La normativa civilistica che disciplina la distribuzione degli utili nelle società di persone è più snella rispetto a quella per le società di capitali. Ai sensi dell’art. 2261 c.c., il risultato economico della società viene definito nel rendiconto redatto dagli amministratori. Secondo l’art. 2262 c.c., salvo patto contrario (definibile tramite consenso unanime o con clausola nel contratto sociale), ogni socio ha diritto a percepire la propria quota di utili solo dopo l’approvazione del rendiconto.

Sono legittimi comportamenti come:

  • L’accantonamento di utili in previsione di possibili debiti risarcitori (Cass. 4454/1995).

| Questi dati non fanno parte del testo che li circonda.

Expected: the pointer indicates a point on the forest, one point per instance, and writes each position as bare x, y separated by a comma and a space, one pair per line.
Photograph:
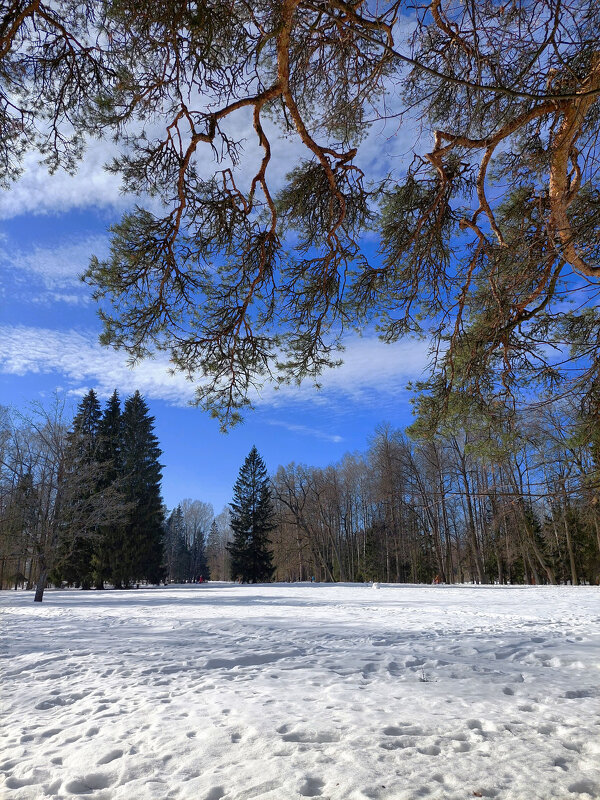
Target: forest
80, 505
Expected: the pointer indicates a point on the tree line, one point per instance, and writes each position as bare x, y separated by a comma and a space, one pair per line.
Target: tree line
469, 503
80, 503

  • Il rinvio della distribuzione per reinvestimento degli utili (Cass. 2899/2012).

Gli acconti sugli utili sono ammessi anche prima dell’approvazione del rendiconto, purché non compromettano il patrimonio sociale (Cass. 38259/2009). Tuttavia, la distribuzione è consentita solo in presenza di utili realmente conseguiti. Se si intacca il capitale sociale, si configura una distribuzione mascherata vietata dalla legge, con possibili implicazioni penali per gli amministratori (art. 2627 c.c.).

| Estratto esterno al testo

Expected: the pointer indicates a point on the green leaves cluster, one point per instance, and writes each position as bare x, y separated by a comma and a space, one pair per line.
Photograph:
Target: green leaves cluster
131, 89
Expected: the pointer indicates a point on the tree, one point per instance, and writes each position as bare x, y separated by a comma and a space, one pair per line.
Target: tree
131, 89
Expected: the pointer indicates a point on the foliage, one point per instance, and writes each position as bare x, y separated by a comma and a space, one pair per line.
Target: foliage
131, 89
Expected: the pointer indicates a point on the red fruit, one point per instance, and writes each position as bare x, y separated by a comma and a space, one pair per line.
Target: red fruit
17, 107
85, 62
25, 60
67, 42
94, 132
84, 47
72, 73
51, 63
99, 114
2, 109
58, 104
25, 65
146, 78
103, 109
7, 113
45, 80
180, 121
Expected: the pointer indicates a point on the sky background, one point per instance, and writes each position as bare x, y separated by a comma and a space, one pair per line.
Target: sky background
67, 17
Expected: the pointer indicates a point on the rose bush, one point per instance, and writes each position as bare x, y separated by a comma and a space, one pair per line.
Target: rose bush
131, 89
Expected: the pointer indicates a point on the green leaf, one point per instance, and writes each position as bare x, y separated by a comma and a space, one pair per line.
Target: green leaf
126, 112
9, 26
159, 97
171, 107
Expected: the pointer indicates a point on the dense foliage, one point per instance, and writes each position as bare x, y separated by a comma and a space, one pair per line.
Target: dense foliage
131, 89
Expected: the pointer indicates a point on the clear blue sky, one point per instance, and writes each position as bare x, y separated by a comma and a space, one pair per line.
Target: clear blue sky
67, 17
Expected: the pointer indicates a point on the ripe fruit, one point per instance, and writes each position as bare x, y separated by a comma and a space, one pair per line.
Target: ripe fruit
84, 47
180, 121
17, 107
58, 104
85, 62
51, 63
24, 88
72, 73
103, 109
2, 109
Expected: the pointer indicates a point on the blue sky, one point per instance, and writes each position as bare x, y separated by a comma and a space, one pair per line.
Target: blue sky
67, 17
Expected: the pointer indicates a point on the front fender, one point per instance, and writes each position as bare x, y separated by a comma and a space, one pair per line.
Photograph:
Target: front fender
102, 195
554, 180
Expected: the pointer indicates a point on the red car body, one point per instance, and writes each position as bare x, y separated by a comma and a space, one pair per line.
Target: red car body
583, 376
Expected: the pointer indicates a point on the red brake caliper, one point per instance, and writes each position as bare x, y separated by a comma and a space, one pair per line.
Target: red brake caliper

Inoltre, il prelievo di utili non maturati rappresenta un debito nei confronti della società (Cass. 6365/2016).

Infine, il reddito viene imputato ai soci:

  1. In proporzione ai conferimenti (in via presuntiva);

  2. Secondo quanto previsto nel contratto sociale;

  3. In parti uguali se i conferimenti non sono determinati.

È nullo ogni patto che esclude un socio dalla partecipazione ad utili o perdite (art. 2265 c.c.).